第14話 嫁と合鍵

 せーちゃんが作ってくれたカレーを一口。


「美味い!」


「えへへ、ありがとう。市販のルーだけど次は最初から作ってみようかな」


 作ってもらったカレーはトロッとしており、豚肉やにんじん、じゃがいもはゴロッと一口大サイズに切っており食べ応えがある。今回買ったのは中辛のルーで口に運ぶと突き抜けるような辛さと甘さのバランスがちょうど良い。米に関してはやや硬いがこれは俺のミス。カレー自体に文句を付けようがないぐらい完璧だ。


「市販のルーがこんなに美味くなるんだ。俺が今まで食ってたのは何だったのか」


「食材一つや調理一つでも結構変わるよ。ミナくんはこういう味付けが好きなんだね。覚えておこっと」


 料理って奥深いな。今まで適当に作っていたのを後悔した。もっとちゃんと作れば更に美味かったのかな。

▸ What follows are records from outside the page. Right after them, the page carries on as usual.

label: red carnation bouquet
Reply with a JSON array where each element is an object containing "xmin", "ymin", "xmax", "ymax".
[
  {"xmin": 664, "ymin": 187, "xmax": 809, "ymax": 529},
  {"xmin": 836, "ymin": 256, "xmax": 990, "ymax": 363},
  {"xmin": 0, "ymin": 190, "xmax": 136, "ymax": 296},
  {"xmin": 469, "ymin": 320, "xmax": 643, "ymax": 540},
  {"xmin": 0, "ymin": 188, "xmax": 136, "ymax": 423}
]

そんな物思いに耽る俺をチラッチラッとせーちゃんが伺う。はて、なんだろうか。


「美味しいよせーちゃん。ありがとう」


「う、うん。喜んで貰えて良かったよ。それでね、ミナくんにしたい事があるの。やっても良いかな?」


「したい事?うん良いよ」


 何をしたいのか分からないが、せーちゃんなら何でもオッケーである。


「じゃあ、は、はいあーん」


 せーちゃんが自分のスプーンにカレーを乗せて俺に差し出した。なるほどこれか。


「あーん」


「…どう?」


「美味しいよ。じゃあ俺も。はいあーん」


「ふぇ!?ミナくんのスプーン!か、かか、間接キス…!」


 どうやら間接キスに戸惑っているようだ。…あれ?俺達キスしたよね?間接ではないキスしたよね?俺の存在しない記憶か?


「あーん」


「あぅ…、あーん…」


「どう?」


「美味しいです…」


 せーちゃんは顔を真っ赤にしている。どうやらせーちゃんは攻められるのに弱いかもしれない。せーちゃんの新たな一面に内心ニヤニヤしているとせーちゃんが頬を膨らませていた。


「む〜。ミナくん変な事考えているでしょ」


「せーちゃんが可愛いって思っただけだよ」


「あぅぅ…ミナくんズルいよ…そんな事言われたら嬉しくて何も考えられなくなっちゃう…」


「せーちゃん可愛い」


「…うぅ…ミナくんが私を褒め殺ししてくる〜」


 そんな感じで和やかに昼食の時間は過ぎて行った。


◆◇◆

 カレーを食べ終え、一緒に皿洗いした後、二人でまったりと過ごしていると


「ねぇミナくん」


「ん?」


「ミナくんが学校行っている間、私ここに居ても良い?」


 ふむ。別に見られて困るような物は無い。無い筈だ。…無いよね?


「いいよ。俺の部屋で良ければ」


「本当!?ありがとうミナくん!」


 パァッとせーちゃんの笑顔が咲き誇る。ギュッと抱きついてきた。ここまで喜んで貰えるとこちらも嬉しくなる。


「合鍵渡しておくよ。それ使って」


「ミナくんの合鍵!…これで…ミナくんの…えへへ…」


 ミナくんの…の後が気になる。何だ、俺の部屋で何するんだ。


「あ、だ、大丈夫!ミナくんのベットを使うだけだから!変な事は…しない…と思う」


 何に?何に使うんだ?何故言い淀む。何故目を逸らす。


「…ちなみに俺のベットをどう使うの?」


「えへへ…秘密!」


 笑顔で誤魔化されてしまった。…これ以上は藪蛇な気がしたので止めておく。



 …俺の妻はミステリアスな一面もあるという事にしておこう。